Wie kann das in der Praxis aussehen?
Klaus Depner: Hauptansatzpunkt ist, dafür zu sorgen, dass der Arbeitsschutz, insbesondere die Ruhe- und Pausenzeiten, eingehalten werden. Zwei wichtige Ansatzpunkte für solche Regelungen bestehen in der Reduzierung der Dauer und Intensität von einwirkenden Faktoren sowie der Verteilung von Arbeits- und Pausenzeiten. Wer im Rahmen seiner Fürsorgepflicht als Arbeitgeber verhindern möchte, dass die Mitarbeiter auch in der Freizeit E-Mails beantworten, kann zum Beispiel auf Systeme zurückgreifen, die eine Weiterleitung von E-Mails in Abwesenheitszeiten verhindern.

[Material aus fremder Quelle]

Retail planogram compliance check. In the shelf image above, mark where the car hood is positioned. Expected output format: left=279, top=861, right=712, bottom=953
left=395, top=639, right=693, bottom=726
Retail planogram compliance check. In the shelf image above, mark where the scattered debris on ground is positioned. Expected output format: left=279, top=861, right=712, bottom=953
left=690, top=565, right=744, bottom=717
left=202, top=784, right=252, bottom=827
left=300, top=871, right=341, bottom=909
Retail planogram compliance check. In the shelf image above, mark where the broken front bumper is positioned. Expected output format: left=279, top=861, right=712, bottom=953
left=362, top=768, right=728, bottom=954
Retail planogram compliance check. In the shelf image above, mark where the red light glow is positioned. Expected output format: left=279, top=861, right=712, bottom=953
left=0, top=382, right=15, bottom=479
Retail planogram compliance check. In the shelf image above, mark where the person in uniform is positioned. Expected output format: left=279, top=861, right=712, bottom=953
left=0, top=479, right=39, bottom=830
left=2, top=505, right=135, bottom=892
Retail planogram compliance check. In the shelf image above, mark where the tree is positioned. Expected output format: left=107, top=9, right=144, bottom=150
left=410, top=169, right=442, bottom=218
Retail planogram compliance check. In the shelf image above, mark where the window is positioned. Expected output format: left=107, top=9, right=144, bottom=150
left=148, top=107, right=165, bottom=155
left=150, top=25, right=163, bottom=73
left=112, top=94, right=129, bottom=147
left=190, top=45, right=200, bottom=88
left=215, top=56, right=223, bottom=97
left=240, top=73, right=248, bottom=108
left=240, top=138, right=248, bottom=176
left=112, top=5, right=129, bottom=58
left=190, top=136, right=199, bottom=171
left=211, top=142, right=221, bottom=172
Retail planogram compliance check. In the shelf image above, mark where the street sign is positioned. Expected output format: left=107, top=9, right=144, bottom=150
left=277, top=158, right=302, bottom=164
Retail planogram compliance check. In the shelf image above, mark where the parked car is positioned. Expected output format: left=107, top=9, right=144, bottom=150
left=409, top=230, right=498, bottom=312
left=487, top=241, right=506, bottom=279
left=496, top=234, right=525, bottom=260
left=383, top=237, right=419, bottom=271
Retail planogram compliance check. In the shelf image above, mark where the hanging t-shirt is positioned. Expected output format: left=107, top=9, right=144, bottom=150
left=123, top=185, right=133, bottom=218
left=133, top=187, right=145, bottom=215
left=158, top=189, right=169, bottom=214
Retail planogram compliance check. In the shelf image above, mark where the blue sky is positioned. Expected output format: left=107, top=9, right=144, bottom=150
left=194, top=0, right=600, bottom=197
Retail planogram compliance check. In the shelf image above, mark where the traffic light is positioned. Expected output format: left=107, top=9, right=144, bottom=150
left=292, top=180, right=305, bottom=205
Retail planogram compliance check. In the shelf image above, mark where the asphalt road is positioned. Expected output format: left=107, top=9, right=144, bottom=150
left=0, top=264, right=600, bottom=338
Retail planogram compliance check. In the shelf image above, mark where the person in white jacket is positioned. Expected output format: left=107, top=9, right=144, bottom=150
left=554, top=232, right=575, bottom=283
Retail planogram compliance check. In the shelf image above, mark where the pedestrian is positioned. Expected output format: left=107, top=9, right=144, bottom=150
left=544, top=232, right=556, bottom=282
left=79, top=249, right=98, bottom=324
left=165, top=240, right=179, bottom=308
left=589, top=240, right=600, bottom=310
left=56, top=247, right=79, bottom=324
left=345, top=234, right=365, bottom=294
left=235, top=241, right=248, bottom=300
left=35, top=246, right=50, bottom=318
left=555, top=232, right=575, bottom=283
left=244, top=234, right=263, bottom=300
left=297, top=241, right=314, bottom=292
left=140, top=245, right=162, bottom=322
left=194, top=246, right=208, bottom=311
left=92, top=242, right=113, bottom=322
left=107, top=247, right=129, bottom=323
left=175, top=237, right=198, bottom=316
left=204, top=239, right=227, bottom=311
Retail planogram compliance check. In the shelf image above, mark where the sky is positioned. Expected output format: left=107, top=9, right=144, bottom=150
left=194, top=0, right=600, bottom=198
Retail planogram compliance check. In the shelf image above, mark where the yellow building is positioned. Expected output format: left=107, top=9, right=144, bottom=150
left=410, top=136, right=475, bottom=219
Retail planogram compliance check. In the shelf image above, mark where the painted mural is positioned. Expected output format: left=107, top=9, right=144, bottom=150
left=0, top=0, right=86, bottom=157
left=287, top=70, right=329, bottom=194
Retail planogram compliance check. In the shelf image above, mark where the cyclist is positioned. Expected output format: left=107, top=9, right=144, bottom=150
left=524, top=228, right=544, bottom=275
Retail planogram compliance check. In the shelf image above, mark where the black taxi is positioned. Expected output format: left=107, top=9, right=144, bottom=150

Zudem sollten sie darauf achten, dass ihre Mitarbeiter auf die „Digitalisierungsreise“ mitgenommen werden. Ein solcher Changeprozess verlangt nach Verständlichkeit und Transparenz in der Kommunikation in Richtung der Mitarbeiter. Statt über Überforderungen sollten die Arbeitnehmer Schritt für Schritt an die mit der Digitalisierung verbundenen neuen Herausforderungen herangeführt werden. Das schafft Vertrauen und stärkt die Bindung ans Unternehmen.

Mit durchschnittlich rund 58.000 Mitarbeitern und rund 500 Niederlassungen in 300 Städten sowie einem Umsatz von rund
2,1 Milliarden Euro (2016) ist die Randstad Gruppe der führende Personaldienstleister in Deutschland. Randstad bietet Unternehmen unterschiedlicher Branchen umfassende Personalservice-Konzepte. Neben der klassischen Zeitarbeit gehören zum Portfolio der Randstad Gruppe unter anderem die Geschäftsbereiche Professional Services, Personalvermittlung, HR Lösungen und Inhouse Services. Mit seinen passgenauen Personallösungen ist Randstad ein wichtiger strategischer Partner für seine Kundenunternehmen. Durch die langjährige Erfahrung unter anderem in der Personalvermittlung und Personalüberlassung sowie individuelle Leistungs- und Entwicklungsangebote für Mitarbeiter und Bewerber, ist Randstad auch für Fach- und Führungskräfte ein attraktiver Arbeitgeber und Dienstleister. Als Impulsgeber für den Arbeitsmarkt hat Randstad bereits im Jahr 2000 einen flächendeckenden Tarifvertrag mit ver.di abgeschlossen, der als Grundlage für die geltenden tariflichen Regelungen in der gesamten Branche diente. Randstad ist seit knapp 50 Jahren in Deutschland aktiv und gehört zur niederländischen Randstad Holding nv: mit einem Gesamtumsatz von rund 20,7 Milliarden Euro (Jahr 2016), über 620.000 Mitarbeitern täglich im Einsatz und ca. 5.800 Niederlassungen in 40 Ländern, ist Randstad einer der größten Personaldienstleister weltweit. Zur Randstad Gruppe Deutschland gehören neben Randstad auch die Unternehmen GULP, Randstad Sourceright und Randstad Outsourcing. Vorsitzender und Sprecher der Geschäftsführung der Randstad Gruppe Deutschland ist Eckard Gatzke.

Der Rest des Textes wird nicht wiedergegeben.